Individuals that live in complex, heterogeneous environments, like the Kalahari Desert, should be adept at detecting environmental cues, which in turn should promote individuals learning new associations quickly. Yet the acquisition of information and the ability to make association can be costly and involves a speed-accuracy tradeoff (Chittka et al. 2009). If individuals can access clear cues of environmental resources, or if the costs of accessing these cues are not necessarily high, they may not need to acquire more information and bypass the speed-accuracy tradeoff. We may then not see behavioral flexibility and personality linked in this scenario. Termite patches, the main food of these foxes, are ephemeral, but occur widely throughout the habitat (Périquet and le Roux 2017), which may not lend itself to a speed-accuracy tradeoff. Thus, further investigation of when and how links between differences in behavior and cognition are warranted, as personality may be important only in specific cognitive tests.

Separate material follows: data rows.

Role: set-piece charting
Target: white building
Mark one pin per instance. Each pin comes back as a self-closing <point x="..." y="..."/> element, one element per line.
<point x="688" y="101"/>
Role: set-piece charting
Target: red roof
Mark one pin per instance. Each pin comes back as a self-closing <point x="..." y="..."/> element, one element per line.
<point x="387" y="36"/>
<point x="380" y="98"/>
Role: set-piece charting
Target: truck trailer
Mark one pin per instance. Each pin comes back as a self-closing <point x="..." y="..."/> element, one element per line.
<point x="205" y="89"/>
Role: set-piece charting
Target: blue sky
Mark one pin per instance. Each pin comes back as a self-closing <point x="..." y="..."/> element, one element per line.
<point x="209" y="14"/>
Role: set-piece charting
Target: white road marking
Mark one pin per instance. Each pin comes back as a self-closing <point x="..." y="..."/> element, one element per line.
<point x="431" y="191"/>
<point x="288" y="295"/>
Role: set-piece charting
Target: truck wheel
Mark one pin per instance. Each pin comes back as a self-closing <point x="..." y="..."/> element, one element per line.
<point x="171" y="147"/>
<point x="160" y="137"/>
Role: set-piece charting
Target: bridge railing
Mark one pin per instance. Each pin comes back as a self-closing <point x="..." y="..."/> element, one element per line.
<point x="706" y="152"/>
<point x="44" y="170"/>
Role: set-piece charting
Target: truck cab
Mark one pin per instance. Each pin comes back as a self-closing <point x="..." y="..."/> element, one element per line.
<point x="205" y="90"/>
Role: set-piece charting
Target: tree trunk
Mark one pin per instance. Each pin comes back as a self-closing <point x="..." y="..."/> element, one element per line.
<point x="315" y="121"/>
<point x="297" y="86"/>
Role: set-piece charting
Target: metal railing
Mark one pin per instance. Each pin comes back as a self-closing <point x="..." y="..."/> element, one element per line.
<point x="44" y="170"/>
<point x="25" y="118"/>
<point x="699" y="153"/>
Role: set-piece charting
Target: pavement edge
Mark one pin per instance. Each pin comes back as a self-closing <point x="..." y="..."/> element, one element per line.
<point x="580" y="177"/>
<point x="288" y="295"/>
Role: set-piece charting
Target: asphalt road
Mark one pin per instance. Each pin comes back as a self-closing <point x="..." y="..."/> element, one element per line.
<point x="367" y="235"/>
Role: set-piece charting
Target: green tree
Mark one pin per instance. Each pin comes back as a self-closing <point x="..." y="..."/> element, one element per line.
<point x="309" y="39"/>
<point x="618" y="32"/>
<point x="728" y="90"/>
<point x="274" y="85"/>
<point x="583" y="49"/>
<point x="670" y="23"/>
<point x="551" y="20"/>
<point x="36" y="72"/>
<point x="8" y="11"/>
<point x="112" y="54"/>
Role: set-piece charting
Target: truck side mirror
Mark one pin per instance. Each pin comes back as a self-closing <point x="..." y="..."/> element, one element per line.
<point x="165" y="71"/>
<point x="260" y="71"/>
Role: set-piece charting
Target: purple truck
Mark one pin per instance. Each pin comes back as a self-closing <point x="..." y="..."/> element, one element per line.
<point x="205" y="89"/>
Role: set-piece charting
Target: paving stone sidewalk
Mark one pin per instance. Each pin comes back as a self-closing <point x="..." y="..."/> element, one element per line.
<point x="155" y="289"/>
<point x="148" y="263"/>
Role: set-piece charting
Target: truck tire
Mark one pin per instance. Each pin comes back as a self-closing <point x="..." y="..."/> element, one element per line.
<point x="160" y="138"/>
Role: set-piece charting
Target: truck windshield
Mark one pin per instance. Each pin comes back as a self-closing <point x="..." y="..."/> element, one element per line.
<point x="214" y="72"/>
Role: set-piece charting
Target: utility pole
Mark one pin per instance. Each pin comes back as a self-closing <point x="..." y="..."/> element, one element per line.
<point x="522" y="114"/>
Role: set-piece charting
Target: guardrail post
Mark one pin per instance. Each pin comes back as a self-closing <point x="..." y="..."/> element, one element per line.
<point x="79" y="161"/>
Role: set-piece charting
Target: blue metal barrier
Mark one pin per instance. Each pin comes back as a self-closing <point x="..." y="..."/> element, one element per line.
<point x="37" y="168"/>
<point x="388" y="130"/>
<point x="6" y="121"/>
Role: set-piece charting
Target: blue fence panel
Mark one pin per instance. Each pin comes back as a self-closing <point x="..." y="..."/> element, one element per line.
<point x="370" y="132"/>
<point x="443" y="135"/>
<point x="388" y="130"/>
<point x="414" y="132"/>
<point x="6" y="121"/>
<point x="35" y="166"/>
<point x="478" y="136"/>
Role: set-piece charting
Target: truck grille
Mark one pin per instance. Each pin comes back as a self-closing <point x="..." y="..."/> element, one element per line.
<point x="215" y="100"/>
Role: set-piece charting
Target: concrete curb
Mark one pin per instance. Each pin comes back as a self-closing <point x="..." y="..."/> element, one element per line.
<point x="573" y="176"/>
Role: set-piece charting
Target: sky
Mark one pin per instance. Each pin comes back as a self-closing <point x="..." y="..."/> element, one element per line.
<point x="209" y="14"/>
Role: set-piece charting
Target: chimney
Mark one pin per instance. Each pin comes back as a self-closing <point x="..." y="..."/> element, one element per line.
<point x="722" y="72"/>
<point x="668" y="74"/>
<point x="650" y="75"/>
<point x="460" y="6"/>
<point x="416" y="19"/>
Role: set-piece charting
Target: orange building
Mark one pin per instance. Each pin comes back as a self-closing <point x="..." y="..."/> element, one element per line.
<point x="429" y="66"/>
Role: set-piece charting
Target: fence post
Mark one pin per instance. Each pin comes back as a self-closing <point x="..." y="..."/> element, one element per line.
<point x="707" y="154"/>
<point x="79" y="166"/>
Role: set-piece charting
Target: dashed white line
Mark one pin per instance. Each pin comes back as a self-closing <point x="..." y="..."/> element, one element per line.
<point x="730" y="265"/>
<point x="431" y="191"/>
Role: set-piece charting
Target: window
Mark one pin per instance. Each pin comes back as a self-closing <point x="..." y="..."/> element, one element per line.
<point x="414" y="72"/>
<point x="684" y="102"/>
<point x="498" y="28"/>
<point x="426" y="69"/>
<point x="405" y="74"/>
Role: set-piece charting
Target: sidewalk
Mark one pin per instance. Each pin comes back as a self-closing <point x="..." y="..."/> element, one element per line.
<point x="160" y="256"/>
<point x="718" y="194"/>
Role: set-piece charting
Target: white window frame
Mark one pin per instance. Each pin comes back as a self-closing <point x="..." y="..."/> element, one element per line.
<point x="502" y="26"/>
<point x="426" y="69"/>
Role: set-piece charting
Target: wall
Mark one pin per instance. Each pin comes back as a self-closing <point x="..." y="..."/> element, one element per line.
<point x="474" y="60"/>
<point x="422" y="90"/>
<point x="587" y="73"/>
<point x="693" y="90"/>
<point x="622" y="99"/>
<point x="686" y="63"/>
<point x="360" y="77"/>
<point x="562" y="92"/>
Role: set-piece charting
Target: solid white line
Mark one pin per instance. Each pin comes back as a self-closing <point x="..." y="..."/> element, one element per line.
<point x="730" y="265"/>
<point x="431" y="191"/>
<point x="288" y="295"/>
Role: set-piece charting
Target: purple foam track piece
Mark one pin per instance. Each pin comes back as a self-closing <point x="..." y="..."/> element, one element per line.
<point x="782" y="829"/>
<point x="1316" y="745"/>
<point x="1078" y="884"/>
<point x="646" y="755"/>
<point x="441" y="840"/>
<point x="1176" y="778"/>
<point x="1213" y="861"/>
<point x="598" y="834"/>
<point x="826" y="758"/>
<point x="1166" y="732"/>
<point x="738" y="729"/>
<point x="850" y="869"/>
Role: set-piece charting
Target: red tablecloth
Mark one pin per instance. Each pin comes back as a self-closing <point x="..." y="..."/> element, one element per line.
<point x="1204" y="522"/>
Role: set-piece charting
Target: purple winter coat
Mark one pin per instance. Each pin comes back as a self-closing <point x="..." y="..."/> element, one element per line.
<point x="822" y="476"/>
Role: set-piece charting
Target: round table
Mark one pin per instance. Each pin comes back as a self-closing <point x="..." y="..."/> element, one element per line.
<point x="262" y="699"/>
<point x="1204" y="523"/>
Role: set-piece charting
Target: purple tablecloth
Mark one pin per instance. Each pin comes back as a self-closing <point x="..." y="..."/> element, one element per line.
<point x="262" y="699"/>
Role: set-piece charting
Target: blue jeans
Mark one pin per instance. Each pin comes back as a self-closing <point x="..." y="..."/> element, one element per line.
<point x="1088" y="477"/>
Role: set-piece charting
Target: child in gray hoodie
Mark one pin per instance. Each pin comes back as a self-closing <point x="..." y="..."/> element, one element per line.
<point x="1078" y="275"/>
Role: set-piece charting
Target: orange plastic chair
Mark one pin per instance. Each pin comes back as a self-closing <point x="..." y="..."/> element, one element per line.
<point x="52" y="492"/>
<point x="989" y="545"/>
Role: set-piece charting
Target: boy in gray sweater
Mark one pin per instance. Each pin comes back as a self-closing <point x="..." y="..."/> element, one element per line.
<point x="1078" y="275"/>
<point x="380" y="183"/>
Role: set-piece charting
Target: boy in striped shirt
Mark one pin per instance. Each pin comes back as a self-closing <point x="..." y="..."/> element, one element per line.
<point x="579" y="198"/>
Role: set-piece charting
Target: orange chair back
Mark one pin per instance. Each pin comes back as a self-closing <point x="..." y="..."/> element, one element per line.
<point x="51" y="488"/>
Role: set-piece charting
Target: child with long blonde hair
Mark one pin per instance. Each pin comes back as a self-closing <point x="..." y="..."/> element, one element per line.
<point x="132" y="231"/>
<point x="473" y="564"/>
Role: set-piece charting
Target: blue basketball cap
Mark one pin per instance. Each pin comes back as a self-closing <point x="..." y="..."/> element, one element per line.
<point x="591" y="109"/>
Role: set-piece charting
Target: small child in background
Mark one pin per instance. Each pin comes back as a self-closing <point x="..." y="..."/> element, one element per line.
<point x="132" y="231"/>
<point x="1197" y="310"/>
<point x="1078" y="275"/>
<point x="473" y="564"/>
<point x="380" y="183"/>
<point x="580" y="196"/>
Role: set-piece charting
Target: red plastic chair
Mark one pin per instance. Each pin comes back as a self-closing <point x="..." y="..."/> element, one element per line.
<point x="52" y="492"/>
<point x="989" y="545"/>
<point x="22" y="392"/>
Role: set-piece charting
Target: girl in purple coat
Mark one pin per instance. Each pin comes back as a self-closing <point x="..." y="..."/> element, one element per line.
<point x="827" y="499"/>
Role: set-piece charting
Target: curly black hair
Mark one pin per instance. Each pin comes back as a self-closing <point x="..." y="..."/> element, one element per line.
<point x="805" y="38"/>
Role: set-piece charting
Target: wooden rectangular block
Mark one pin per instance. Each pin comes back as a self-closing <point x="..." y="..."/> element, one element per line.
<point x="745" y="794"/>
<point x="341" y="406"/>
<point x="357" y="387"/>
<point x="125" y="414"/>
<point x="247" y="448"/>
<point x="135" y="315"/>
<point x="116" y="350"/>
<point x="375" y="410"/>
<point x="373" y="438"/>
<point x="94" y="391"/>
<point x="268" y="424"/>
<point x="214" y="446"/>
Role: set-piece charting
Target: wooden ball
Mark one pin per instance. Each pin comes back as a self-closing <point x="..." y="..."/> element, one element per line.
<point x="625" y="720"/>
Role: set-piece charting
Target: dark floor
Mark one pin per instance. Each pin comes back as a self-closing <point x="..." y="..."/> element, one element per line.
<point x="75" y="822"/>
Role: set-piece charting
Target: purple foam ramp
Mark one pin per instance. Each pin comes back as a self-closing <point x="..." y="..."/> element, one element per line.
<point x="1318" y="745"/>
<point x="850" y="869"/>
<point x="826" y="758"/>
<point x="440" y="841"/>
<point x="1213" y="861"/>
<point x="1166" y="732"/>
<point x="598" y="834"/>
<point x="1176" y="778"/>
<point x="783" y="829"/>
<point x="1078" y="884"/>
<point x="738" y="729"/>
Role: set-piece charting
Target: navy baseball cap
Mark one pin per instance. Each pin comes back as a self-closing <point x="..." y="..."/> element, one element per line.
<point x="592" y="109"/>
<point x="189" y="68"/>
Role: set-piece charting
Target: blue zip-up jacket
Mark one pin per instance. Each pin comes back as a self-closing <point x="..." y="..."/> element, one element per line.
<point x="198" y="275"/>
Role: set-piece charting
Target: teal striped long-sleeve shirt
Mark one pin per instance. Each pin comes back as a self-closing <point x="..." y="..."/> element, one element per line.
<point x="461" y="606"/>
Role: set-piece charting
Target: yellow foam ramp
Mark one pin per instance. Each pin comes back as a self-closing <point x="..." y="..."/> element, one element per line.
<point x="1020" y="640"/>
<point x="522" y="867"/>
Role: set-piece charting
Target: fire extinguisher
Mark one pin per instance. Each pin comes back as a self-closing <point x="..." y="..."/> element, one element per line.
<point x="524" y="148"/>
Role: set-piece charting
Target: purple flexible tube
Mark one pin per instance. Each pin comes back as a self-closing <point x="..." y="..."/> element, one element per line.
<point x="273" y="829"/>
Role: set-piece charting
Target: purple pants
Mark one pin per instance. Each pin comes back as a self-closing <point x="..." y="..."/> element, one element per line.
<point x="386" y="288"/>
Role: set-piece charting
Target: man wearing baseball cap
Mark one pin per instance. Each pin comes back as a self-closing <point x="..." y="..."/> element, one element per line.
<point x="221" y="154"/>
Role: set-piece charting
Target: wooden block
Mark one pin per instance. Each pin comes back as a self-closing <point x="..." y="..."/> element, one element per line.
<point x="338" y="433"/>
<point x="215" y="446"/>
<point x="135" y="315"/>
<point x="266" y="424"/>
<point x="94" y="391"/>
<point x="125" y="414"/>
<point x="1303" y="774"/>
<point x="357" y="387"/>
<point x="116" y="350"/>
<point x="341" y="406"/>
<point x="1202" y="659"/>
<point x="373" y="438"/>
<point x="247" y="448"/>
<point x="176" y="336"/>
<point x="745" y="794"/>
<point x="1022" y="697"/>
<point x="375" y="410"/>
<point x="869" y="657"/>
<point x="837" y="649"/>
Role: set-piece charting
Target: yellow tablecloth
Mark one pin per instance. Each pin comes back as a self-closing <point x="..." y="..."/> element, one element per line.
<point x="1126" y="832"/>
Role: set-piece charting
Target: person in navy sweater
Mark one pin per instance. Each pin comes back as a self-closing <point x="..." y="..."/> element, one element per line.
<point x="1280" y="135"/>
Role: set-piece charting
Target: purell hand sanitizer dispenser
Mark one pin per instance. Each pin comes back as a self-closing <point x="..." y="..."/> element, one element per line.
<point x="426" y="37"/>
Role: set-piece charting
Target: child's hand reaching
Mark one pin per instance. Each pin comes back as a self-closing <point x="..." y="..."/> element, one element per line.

Our study highlights that researching cognition in the wild can be challenging, but it is important to understand the potential correlations between behavioral types and cognition. We call for further investigation into why we may see clear links between cognition and personality and when we may not. We expect that personality traits and cognition may be associated based on the ecology or sociality of the species in question. Thus, ecologically or socially functional personality traits (exploration and sociability, respectively) should be linked to cognition if these traits help individuals gather information about their information.